Despite her numerous successes, Chelsey maintains a strong sense of morality for her younger listeners.  

“I like stuff that kids can listen to, that they can be proud of,” Chelsey stresses. “You know, like the tough girl message. A lot of my stuff isn’t super vulnerable, I don’t think. Because I like that, I like being that positive female role model, especially in a male-dominated industry. It’s hard for anybody to work in, let alone a small blonde female. It’s hard, and it’s really important to have solid morals, especially with everything that’s going on now.”

However, when asked to elaborate on her on-stage persona, Chelsey has difficulty.

“Chelsey Danfield is very bold, compared to the Chelsey that I am in my personal life,” she admits. “Very bold, very unapologetic. Very raw. I think that it’s been very nice for me to have that, because I don’t like to be sad. So, through music, I can be more vulnerable. Chelsey Danfield is a way for me to better understand me. So, it’s a nice kind of release for me. It’s almost therapeutic. It’s different than I ever thought it would be. It’s weird! But it’s such… I have a hard time verbalizing it! You know, music just helps me understand how I feel. Like, this is it, written in three verses and three choruses. This is how I feel.”

However, when asked to describe her greatest accomplishment, Chelsey returns to those lazy truck rides, wheelin’ and dealin’ with her grandfather.
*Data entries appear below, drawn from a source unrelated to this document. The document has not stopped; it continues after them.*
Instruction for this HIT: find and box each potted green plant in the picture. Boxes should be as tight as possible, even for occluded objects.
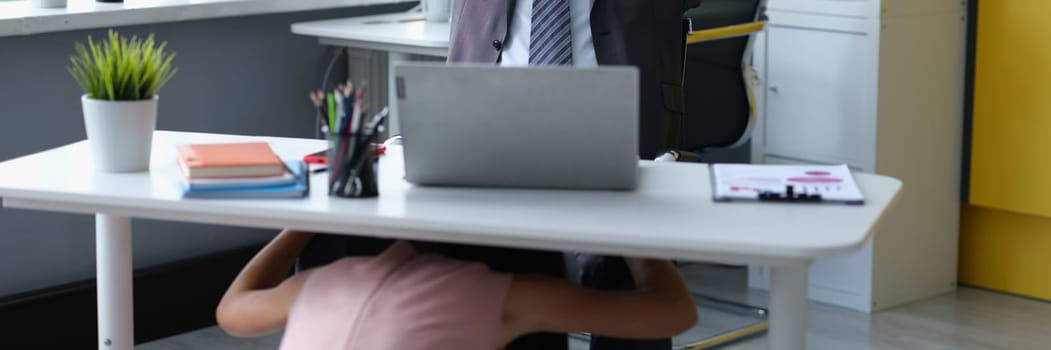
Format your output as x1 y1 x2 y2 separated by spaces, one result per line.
66 29 177 172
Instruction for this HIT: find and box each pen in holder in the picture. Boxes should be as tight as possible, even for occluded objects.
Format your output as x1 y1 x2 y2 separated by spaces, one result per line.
328 108 388 198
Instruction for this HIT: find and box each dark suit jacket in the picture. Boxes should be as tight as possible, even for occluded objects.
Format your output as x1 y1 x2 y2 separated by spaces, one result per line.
449 0 701 159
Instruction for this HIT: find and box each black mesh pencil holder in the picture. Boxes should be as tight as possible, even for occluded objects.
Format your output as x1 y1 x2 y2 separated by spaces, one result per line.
328 135 379 198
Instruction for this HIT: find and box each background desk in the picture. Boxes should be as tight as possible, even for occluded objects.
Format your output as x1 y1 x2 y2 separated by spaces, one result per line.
292 13 450 133
0 131 902 350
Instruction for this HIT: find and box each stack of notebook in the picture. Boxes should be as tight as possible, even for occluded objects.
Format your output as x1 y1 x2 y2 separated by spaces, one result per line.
178 142 309 198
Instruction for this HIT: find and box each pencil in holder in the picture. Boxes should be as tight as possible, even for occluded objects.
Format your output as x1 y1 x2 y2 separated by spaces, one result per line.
328 135 379 198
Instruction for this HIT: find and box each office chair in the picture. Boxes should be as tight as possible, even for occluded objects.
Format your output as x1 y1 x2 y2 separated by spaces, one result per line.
658 0 766 161
657 0 768 349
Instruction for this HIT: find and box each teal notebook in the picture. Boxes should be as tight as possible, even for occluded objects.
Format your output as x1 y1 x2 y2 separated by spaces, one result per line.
181 161 310 199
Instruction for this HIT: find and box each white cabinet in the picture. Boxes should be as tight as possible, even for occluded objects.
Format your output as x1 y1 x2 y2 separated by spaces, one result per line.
749 0 966 312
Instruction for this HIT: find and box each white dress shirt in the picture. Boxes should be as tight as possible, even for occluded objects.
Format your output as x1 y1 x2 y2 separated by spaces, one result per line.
500 0 596 67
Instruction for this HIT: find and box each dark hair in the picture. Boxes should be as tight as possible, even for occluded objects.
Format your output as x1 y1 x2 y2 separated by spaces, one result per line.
412 241 564 276
298 234 564 276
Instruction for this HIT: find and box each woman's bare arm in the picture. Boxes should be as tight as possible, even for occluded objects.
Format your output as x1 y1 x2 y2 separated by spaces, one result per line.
503 259 697 341
215 230 313 336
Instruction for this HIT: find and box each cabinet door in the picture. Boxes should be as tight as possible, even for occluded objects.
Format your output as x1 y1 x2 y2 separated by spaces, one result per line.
763 26 875 170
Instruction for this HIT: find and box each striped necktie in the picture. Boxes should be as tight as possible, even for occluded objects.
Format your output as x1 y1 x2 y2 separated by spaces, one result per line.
529 0 573 65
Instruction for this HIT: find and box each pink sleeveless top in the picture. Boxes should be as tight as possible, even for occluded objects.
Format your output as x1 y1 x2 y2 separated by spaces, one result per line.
281 241 511 350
“My grandpa had a brain tumor,” Chelsey says. “He’d had brain surgery to try and remove the mass. So, I’d have a lot of time to spend in the hospital with him. He used to call me Toad—because we had a pond behind our house I was always swimming in. He’d say, ‘Toad, go get my boots. We’re gonna get out of here.’ This was right after the surgery. So I’d say, ‘Papa, we can’t take you out of the hospital, you just had brain surgery.’ So we’d be trying to talk him down from this ledge and he’d say, ‘No, go get my boots and we’ll get a wheelchair and we’ll get out of here.’ So then I wrote a song about our fictious escape from the hospital.”

The title track of her first album—“Cowboy”—was dedicated to her grandfather. She played it for him a couple weeks before he passed away and at his funeral.

Chelsey’s second album, “At the Time”, was released April 7th, 2019. She currently resides in Kitchener, dividing her time between music and a PhD in Neuroscience.